If the X or Y movement of the mouse is linked to the Z axis then the percentage given is applied as scale, for example if the Y mouse movement is linked to the Z axis and the value of Y is 10%, then when the viewer's mouse is positioned at the top of the viewport the layer will appear at a scale of 0.9 (90%), and when positioned at the bottom of the viewport the layer will appear at a scale of 1.1 (110%).
Tip: Start with distance values between 1-10% and then adjust in small increments. Higher values can be a little disorientating initially.
Tip: Make sure you check each layer's position when the mouse cursor is at each edge of the image, if a layer has a cropped edge and this is visible when the mouse is position at one edge of the image it will somewhat ruin the illusion.
The viewport size tool allows you to set the size in pixels of the parallax image. In most cases the viewport will be smaller in size than the layers themselves to allow them to move within the viewport and not reveal their edges.

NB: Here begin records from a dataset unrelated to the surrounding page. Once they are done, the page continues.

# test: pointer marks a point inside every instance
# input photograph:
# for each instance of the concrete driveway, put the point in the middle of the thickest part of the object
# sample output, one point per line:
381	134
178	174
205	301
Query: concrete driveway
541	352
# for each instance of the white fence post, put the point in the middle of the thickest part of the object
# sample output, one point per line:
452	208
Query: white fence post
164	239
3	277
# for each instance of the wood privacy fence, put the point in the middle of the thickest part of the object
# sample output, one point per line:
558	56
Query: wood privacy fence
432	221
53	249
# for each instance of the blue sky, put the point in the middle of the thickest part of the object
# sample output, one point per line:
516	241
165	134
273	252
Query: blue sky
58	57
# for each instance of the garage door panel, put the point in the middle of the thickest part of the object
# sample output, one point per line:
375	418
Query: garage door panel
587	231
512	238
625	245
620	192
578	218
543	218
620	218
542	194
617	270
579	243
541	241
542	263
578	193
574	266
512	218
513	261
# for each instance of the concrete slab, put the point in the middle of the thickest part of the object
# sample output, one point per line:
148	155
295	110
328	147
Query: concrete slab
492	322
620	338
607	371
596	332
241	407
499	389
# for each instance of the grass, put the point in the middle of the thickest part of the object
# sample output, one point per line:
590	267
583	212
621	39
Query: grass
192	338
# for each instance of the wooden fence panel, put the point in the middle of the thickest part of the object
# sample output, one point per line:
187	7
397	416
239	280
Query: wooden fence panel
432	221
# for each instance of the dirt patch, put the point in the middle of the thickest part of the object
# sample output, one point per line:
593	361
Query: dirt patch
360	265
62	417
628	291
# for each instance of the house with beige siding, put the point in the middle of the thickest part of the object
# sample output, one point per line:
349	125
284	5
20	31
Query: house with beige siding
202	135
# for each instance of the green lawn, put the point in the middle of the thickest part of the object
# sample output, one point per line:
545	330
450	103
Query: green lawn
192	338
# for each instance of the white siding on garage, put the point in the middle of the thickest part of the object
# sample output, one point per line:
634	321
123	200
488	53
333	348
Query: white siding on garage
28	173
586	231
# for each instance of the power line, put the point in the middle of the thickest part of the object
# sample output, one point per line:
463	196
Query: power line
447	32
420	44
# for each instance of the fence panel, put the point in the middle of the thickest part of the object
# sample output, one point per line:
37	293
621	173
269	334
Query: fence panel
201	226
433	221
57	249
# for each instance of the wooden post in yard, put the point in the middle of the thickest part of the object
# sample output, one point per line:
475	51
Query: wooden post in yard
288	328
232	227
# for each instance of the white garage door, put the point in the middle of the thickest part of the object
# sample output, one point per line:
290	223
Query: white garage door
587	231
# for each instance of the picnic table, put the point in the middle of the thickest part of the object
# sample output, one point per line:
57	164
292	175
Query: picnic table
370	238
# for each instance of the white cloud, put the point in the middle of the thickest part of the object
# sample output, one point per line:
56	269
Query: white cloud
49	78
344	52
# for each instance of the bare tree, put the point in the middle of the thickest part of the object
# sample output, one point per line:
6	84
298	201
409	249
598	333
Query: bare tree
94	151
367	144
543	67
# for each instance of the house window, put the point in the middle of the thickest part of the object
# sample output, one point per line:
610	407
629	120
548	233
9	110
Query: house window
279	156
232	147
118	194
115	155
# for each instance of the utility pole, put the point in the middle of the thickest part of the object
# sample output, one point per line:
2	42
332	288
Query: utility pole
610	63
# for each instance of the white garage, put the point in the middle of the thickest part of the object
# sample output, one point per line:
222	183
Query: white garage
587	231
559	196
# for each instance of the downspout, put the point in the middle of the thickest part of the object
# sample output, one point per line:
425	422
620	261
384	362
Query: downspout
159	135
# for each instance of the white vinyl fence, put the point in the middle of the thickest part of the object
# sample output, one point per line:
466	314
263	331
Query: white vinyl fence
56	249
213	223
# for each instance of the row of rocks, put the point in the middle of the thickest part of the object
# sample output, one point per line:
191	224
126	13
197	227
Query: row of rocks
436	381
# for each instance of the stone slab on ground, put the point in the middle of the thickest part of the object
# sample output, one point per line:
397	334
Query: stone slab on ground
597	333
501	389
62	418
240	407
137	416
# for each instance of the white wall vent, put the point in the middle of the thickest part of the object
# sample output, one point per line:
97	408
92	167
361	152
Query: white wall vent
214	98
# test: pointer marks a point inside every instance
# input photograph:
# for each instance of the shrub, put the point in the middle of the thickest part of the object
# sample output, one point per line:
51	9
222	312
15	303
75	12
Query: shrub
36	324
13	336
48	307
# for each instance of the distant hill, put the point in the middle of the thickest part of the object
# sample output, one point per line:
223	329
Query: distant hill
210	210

The axes tool allows you to link the movement of the user's mouse to an axis in the parallax image, where:
- X axis moves layers within the image horizontally
- Y axis moves layers within the image vertically
- Z axis scales layers within the image giving the impression that they are moving closer or further away from the camera
Putting it all together
The following video runs through the configuration of the parallax image in this tutorial. Remember there's no one way to configure a parallax image, and each image is different, so allow yourself a little time to experiment with the different options.
Parallax images are a new feature of the 3dtotal website and we're really excited to see what's possible when put in the hands of our talented community of artists.